Quindi l’efficacia dell’uso dell’intelligenza artificiale in molte applicazioni terapeutiche deve ancora essere dimostrato da studi randomizzati e controllati (RCT). Più in generale, le applicazioni dell’intelligenza artificiale incorporata corrono il rischio di implicare una comprensione relativamente ristretta della malattia. Ad esempio, i robot sessuali possono aiutare con alcuni problemi medici ma non affrontano altri determinanti della malattia che dovrebbero essere presi in considerazione da una comprensione bio-psico-sociale della malattia mentale. L’uso diffuso dell’intelligenza artificiale potrebbe quindi esacerbare le tendenze del riduzionismo nella salute mentale (Torjesen, 2017, 139-142).

Conclusioni

In conclusione, le iniziative che integrano l’intelligenza artificiale incorporata nelle pratiche sanitarie devono essere debitamente in sintonia con le esistenti comprensioni culturali del ruolo della tecnologia nelle vite sociali e lavorare per garantire che la fiducia tra paziente e fornitore o tra paziente e sistema sanitario, non venga erosa. Gli agenti di intelligenza artificiale per la salute mentale sollevano domande fondamentali su cosa significhi essere “umani”. Uno dei principali contributi degli studi scientifici e tecnologici è stato quello di mostrare come gli esseri umani non agiscono semplicemente sugli oggetti, ma piuttosto sulle relazioni con gli oggetti che cambiano e trasformano l’attività umana (Latour & Wolgaar, 1986). L’interazione con agenti di intelligenza artificiale incorporati, proprio come l’interazione con altri individui o un terapeuta, può cambiare i comportamenti e la comprensione del mondo. Sebbene le relazioni sociali siano caratterizzate dalla reciprocità, le relazioni con i dispositivi intelligenti non sono né reciproche né simmetriche.
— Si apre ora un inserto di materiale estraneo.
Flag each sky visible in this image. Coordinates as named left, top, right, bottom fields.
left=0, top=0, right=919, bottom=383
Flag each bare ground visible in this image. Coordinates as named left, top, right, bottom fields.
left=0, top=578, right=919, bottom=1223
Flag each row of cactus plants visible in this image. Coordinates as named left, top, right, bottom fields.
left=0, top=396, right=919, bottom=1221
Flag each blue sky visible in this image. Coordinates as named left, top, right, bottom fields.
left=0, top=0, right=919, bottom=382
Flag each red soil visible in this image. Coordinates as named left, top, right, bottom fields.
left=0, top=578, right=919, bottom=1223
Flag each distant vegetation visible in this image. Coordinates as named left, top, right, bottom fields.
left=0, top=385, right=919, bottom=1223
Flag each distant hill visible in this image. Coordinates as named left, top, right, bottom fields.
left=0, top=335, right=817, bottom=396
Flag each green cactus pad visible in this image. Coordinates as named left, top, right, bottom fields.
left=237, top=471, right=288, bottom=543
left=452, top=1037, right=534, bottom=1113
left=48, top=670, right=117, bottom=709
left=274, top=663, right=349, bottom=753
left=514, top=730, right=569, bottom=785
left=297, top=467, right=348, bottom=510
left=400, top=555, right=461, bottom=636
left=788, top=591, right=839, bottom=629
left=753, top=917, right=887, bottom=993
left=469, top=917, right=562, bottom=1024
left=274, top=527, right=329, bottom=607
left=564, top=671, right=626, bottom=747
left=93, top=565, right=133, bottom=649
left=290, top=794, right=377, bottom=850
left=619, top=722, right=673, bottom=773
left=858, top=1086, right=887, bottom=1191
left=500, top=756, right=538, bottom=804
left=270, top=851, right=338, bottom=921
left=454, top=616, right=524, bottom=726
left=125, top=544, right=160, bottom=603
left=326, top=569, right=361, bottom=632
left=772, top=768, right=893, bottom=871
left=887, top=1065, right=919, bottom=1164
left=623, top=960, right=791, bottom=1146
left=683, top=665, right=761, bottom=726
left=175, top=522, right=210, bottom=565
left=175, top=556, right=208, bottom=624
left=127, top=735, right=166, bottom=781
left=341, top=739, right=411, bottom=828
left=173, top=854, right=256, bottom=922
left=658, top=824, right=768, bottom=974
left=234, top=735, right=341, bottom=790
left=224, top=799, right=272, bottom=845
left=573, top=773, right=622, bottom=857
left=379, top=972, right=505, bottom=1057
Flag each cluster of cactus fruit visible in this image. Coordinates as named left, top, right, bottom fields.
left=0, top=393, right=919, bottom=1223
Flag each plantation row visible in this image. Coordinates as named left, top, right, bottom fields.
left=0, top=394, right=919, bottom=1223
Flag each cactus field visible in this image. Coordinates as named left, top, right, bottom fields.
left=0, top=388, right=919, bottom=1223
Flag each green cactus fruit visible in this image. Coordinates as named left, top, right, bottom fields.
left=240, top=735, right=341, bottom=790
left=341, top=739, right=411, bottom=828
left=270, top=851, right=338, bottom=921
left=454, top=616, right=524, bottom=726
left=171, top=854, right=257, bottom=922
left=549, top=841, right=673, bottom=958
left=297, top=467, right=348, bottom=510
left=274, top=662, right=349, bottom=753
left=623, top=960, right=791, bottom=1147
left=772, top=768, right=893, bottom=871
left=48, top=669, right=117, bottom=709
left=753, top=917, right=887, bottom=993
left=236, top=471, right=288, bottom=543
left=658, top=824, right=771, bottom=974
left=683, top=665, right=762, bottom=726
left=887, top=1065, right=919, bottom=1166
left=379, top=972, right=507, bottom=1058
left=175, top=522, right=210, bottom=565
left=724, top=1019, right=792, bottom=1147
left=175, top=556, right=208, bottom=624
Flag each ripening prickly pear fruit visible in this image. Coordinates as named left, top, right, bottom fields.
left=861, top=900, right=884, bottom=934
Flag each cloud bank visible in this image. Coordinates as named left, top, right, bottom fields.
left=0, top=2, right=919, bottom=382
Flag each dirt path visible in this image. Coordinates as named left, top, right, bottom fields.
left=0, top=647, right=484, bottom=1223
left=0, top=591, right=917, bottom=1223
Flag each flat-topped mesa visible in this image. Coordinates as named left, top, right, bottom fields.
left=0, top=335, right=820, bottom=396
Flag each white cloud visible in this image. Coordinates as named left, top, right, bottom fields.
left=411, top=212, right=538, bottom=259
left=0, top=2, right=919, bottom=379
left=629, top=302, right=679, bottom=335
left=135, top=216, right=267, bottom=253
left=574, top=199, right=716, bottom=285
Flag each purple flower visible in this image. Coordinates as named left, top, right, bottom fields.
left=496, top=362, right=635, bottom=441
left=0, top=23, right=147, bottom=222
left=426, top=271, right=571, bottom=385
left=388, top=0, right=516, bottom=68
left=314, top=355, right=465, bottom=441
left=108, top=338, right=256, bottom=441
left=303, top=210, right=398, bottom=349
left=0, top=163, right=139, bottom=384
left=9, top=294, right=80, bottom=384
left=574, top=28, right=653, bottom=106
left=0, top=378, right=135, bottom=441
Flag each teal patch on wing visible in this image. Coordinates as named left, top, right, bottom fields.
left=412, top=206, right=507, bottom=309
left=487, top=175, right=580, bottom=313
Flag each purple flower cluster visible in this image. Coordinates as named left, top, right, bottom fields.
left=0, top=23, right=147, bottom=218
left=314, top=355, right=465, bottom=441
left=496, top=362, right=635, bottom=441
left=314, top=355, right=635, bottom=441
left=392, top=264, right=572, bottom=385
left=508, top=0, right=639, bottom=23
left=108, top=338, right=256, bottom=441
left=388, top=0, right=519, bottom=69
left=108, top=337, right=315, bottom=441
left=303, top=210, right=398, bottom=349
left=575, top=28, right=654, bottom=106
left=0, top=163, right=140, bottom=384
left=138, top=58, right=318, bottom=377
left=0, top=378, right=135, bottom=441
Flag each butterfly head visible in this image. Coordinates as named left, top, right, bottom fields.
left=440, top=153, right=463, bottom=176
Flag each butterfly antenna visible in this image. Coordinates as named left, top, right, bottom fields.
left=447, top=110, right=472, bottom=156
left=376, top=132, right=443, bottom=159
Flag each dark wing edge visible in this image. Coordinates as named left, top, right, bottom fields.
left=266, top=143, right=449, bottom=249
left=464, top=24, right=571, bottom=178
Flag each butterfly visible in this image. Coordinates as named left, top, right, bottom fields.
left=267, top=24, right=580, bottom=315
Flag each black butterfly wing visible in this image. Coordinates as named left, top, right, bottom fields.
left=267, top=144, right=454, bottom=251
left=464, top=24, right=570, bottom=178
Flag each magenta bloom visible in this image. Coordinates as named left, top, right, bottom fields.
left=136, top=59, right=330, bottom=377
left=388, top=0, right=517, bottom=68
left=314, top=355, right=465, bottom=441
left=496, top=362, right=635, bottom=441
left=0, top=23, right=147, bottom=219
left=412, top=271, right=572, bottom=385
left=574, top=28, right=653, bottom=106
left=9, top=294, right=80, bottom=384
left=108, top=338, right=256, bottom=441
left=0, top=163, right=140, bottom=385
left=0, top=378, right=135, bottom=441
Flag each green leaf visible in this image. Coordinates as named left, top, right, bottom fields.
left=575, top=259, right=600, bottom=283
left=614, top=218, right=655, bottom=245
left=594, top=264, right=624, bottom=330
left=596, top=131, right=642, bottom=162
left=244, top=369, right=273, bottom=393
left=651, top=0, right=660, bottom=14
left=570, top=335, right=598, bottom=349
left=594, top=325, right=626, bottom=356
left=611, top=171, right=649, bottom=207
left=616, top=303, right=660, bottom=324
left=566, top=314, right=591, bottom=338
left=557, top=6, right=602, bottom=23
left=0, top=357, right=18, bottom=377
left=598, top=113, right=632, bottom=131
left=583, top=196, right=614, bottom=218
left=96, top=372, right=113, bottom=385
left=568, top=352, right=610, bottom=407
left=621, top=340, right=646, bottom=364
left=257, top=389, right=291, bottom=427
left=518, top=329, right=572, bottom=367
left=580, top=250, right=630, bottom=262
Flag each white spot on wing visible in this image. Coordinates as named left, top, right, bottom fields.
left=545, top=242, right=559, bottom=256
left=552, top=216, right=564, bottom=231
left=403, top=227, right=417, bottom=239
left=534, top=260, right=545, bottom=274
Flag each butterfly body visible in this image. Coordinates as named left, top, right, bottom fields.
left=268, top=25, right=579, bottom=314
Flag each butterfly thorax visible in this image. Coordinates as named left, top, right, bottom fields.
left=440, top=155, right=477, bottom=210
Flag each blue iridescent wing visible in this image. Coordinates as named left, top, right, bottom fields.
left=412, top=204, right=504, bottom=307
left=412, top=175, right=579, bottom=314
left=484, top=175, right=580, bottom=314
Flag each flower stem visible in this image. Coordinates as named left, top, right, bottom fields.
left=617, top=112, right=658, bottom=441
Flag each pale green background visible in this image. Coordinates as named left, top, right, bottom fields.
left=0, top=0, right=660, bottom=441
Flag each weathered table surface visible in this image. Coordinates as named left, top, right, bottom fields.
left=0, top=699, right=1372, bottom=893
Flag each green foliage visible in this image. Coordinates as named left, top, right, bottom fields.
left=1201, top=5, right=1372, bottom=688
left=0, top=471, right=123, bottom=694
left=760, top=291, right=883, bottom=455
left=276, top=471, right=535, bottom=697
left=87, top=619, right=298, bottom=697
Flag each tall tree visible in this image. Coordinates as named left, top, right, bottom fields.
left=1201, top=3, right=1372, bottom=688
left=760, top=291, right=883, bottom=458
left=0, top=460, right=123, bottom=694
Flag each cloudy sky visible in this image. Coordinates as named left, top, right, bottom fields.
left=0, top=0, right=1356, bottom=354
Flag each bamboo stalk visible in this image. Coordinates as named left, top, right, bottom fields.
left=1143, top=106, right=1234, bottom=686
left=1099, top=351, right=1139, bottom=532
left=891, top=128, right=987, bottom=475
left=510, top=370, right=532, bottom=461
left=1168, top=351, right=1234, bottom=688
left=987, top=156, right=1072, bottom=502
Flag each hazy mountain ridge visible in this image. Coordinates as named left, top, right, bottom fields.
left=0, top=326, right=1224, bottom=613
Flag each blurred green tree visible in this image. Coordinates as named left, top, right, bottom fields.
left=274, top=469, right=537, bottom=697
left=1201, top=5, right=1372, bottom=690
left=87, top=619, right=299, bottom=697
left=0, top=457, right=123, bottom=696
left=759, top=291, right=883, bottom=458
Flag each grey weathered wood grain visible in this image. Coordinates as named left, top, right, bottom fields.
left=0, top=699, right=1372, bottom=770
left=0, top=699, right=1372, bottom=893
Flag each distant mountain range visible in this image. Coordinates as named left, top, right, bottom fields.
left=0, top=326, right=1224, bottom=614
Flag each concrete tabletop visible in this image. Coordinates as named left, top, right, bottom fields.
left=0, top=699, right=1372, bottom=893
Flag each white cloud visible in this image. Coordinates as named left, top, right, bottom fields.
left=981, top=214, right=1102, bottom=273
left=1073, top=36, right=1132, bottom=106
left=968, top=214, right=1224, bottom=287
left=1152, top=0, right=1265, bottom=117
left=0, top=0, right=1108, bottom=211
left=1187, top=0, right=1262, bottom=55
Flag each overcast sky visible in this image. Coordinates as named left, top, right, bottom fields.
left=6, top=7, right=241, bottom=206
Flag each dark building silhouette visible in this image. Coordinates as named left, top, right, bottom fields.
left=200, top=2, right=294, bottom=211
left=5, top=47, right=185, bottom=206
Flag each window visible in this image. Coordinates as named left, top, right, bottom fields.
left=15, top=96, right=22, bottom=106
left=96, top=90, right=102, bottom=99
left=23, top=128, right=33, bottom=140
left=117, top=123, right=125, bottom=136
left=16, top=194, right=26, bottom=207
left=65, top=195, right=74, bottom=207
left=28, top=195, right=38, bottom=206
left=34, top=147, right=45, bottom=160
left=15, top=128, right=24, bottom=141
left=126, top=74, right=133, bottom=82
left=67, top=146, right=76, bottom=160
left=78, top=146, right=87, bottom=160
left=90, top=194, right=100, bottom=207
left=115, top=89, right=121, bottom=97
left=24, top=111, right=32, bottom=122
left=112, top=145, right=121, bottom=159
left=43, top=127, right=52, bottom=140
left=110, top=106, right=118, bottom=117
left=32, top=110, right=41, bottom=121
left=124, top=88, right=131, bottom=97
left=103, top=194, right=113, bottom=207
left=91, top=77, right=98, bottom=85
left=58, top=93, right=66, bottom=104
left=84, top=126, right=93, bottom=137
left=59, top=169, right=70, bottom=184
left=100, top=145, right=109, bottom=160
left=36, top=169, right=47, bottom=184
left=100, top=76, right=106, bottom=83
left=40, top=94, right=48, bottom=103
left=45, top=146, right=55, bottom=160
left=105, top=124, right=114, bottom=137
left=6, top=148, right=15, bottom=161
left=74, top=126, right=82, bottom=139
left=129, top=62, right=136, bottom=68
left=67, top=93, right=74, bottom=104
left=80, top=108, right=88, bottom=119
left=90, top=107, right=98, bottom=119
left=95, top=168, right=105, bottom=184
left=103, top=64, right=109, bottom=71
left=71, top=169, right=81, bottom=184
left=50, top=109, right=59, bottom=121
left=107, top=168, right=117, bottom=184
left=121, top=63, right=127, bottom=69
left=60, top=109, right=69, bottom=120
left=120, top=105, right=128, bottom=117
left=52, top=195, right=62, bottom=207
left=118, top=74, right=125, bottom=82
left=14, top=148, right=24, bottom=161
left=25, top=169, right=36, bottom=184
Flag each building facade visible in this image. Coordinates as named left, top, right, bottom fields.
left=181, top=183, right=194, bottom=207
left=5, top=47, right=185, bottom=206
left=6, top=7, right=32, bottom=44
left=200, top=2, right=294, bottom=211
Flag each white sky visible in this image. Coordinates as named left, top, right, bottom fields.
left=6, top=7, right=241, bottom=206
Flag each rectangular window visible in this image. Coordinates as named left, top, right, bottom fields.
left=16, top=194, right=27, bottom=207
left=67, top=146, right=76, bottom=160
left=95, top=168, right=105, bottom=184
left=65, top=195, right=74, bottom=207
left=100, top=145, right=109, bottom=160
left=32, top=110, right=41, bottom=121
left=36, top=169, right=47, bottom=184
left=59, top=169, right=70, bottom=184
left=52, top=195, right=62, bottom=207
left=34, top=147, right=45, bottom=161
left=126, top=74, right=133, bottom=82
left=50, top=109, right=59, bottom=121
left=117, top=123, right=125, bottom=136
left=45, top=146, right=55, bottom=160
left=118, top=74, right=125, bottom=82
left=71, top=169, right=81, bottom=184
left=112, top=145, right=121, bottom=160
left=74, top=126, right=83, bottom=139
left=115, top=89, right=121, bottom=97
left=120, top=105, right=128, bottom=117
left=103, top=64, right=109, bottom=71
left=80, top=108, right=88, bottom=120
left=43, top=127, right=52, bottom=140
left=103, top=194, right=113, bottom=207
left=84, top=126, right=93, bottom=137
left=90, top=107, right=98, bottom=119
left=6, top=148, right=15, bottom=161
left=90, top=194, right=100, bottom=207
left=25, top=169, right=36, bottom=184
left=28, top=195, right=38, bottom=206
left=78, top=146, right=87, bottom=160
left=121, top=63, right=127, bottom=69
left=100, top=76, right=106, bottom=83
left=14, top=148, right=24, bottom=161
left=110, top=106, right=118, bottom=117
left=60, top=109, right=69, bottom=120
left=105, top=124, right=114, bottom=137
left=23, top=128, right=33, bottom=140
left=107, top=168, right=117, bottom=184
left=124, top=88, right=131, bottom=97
In particolare, alcuni hanno sollevato la preoccupazione che interagire maggiormente con agenti artificiali possa portare alcuni individui a impegnarsi meno con le altre persone che li circondano o a sviluppare forme di intimità con robot intelligenti (Melson et al., 2005, 1649-1652), sollevando preoccupazioni specifiche circa l’uso di robot nei bambini o in persone con disabilità intellettiva. Come accennato, le persone sviluppano attaccamenti agli oggetti ed è stato dimostrato che sviluppano anche attaccamenti a sistemi robotici più semplici. Pertanto è probabile che man mano che vengono sviluppati dispositivi più intelligenti e autonomi, le relazioni umane con essi diventino sempre più complesse (Dodig Crnkovic & Çürüklü, 2011).